Heikendorf/Möltenort (aj). Ein Sommertag im Hafen Möltenort. Gutgelaunte Sommergäste bewundern die Segelboote, bleiben beim Fischer stehen und schlendern über die breiten Holzstege. Ein Idyll. Für Außenstehende. Tatsächlich ist um den Fischerei- und Yachthafen ein Streit entbrannt, in dem ein Kompromiss kaum mehr möglich scheint. Auslöser ist die von den Gemeindewerken Heikendorf, die den Hafen betreiben, geplante Erweiterung und Umgestaltung des Hafens. Anstelle der hölzernen Steganlage sollen moderne Schwimmstege entstehen, 43 Liegeplätze mehr will man so schaffen, wie der Vorstand der Gemeindewerke Tim Lüdemann erklärt: „Die Nachfrage ist den letzten Jahren stark gestiegen, darauf wollen wir reagieren“, führt er aus. Seine Argumentation basiert auf der Wirtschaftlichkeit des Hafens. Zudem habe ein Guthaben ergeben, dass die Pfähle, die die hölzernen Stege tragen, zu einem großen Teil marode seien: „Durch einen Konstruktionsfehler konnte von oben Wasser in die Pfähle eindringen, die nun innen verfault sind“, so Lüdemann. Ein Gutachten zur Qualität der Stege kann indes auch der Verein Alter Möltenorter Fischerei- und Yachthafen e.V. vorlegen. Dessen Mitglieder haben sich in der Absicht organisiert, eine Modernisierung abzuwehren und den Hafen in seiner jetzigen Form zu bewahren. In ihrem Gutachten wird den Stegen eine Lebensdauer von noch 20 bis 40 Jahren bescheinigt: „Ein Abriss ist unnötig und zudem umweltschädlich“, betonen die Aktiven um den Vorsitzenden Wolfgang Merkel. Würden die Pfähle bewegt oder entfernt, würden Ablagerungen aus Zeiten, in denen Öl und andere Stoffe noch wenig umweltgerecht im Hafenbecken entsorgt wurden, aktiviert. Die Unterkonstruktion sei grundsätzlich bis auf wenige Traghölzer intakt und durch eine fachgerechte Sanierung für die Zukunft zu erhalten.
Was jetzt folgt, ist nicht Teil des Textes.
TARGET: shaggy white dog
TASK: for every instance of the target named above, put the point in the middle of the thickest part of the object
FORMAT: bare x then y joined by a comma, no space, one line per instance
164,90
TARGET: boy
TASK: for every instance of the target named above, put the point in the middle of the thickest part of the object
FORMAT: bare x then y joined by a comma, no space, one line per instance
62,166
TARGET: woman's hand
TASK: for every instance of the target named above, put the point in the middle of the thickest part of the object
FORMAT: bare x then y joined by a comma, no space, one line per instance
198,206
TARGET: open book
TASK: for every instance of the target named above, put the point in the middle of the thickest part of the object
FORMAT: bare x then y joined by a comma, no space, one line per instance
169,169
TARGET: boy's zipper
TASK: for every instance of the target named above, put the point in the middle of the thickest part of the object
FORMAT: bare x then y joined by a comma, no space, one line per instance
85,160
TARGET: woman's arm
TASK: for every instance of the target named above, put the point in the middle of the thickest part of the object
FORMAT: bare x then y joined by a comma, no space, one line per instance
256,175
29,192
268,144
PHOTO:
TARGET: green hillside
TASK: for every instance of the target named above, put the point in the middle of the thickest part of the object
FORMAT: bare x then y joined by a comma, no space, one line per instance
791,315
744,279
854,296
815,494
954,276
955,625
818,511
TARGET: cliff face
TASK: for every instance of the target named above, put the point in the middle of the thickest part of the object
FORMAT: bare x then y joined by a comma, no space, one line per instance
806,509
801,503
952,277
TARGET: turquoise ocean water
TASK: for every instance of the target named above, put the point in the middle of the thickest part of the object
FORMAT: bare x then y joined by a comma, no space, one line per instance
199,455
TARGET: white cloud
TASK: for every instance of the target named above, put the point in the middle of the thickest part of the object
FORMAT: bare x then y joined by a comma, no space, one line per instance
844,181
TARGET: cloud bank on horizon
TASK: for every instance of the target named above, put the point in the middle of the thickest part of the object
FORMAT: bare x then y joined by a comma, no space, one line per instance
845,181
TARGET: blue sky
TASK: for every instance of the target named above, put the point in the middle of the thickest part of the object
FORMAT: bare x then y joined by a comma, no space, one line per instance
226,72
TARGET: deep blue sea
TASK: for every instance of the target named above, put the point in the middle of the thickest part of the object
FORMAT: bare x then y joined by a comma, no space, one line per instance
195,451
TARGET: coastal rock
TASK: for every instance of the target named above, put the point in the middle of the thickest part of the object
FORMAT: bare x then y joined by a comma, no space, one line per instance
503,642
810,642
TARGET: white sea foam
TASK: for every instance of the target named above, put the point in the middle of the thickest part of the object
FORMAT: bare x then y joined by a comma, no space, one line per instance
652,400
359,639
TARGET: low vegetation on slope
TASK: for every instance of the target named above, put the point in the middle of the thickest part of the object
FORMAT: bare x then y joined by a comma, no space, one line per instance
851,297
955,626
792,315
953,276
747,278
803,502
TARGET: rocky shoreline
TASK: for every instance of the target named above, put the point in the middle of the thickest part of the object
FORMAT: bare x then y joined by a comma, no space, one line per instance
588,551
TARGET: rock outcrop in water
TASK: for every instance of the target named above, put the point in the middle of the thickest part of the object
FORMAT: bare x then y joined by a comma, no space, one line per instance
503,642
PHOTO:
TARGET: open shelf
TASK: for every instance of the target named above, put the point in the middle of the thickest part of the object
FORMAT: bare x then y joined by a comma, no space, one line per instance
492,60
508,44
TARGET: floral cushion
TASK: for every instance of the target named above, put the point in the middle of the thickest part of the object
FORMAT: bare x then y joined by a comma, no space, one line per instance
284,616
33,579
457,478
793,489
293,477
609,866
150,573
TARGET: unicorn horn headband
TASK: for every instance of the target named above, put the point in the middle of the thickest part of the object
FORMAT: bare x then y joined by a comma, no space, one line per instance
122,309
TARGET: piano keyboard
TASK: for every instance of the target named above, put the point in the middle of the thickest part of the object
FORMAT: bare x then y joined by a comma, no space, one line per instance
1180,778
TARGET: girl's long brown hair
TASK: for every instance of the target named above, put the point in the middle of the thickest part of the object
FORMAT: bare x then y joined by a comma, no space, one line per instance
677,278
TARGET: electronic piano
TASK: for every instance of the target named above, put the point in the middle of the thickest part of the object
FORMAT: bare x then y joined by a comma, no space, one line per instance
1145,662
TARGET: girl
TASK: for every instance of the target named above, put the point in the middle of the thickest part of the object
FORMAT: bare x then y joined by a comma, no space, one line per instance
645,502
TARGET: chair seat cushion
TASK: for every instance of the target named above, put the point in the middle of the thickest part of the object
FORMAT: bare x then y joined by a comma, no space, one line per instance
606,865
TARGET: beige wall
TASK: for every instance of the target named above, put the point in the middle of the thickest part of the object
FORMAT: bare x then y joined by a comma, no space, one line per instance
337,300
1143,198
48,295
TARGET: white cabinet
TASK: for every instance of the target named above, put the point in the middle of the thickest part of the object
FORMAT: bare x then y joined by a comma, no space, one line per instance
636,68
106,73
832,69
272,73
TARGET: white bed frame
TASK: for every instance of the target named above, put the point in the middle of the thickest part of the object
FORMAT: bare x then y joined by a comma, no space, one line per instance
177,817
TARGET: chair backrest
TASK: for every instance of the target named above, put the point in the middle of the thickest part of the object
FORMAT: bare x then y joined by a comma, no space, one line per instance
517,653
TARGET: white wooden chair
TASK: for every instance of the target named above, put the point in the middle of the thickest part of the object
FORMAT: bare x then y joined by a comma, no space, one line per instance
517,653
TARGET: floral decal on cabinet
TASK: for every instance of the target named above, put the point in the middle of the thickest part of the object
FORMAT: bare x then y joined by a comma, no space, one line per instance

Neben Umwelt- und Finanzaspekten spielt das traditionelle Ortsbild eine große Rolle beim Nein! zur geplanten Steganlage der Gemeindewerke. „Da geht es viel um Emotion“, meint Tim Lüdemann und vielleicht ist das der einzige Punkt, an dem man sich einig ist. Denn dass sie die Hafenanlage als ein Stück der Heikendorfer Identität erhalten wollen, verhehlen die Vereinsmitglieder nicht: „Eine solche Steganlage finde Sie in keinem Hafen“, betont Wolfgang Merkel. Um diese zu bewahren, will Gerhard Grundl, Segler mit einem Schiff im Hafen Möltenort und Vereinsmitglied, nun ein Bürgerbegehren auf den Weg bringen. Die folgende Fragestellung sei bereits von der Kommunalaufsicht als zulässig bewertet worden: „Sind Sie dafür, dass die Gemeinde Heikendorf in der Unternehmens- und Organisationssatzung für das Kommunalunternehmen ‚Gemeindewerke Heikendorf - Anstalt öffentlichen Rechts“ den Paragraphen 2 Abs. 1b („der Betrieb des Möltenorter Hafens“) streicht und darüber hinaus die Übertragung des gesamten notwendigen Anlage- und Betriebsvermögens einschließlich der Grundstücke auf die Gemeinde Heikendorf sicherstellt, damit der Möltenorter Hafen künftig von der Gemeinde Heikendorf selber betrieben wird und diese die KFK-Brücke und die Tankerbrücke an den derzeitigen Standorten erhält sowie die Anordnung der Brücken und Stege unverändert lässt?“ Klingt kompliziert: „Eigentlich geht es einfach darum zu entscheiden, ob der Hafen so bleiben soll, wie er ist, von notwendigen Arbeiten abgesehen“, erklärt Gerhard Grundl. Das sieht Tim Lüdemann erwartungsgemäß anders: „Es geht auch darum, dass die Gemeinde Heikendorf als Defizitgemeinde den Hafen betreiben müsste“, sagt er. Diese Belastung könne in letzter Konsequenz dazu führen, dass der Hafen privatisiert werden könnte. „Ob das Ergebnis dann tatsächlich der Erhalt des Hafens wäre, ist fraglich“, so Lüdemann. Er sieht vorrangig die privaten Interessen einzelner Akteure als Grund für den Widerstand und argumentiert: „Es kann nicht sein, dass wir deshalb große Wasserflächen ungenutzt lassen.“ Aber auch die andere Seite ist um Argumente nicht verlegen und nennt die Sicherheit, den hohen Wellengang, der bei niedrigen Schwimmstegen zum Problem werden könne, und die Begehbarkeit mit Rollator oder Rollstuhl.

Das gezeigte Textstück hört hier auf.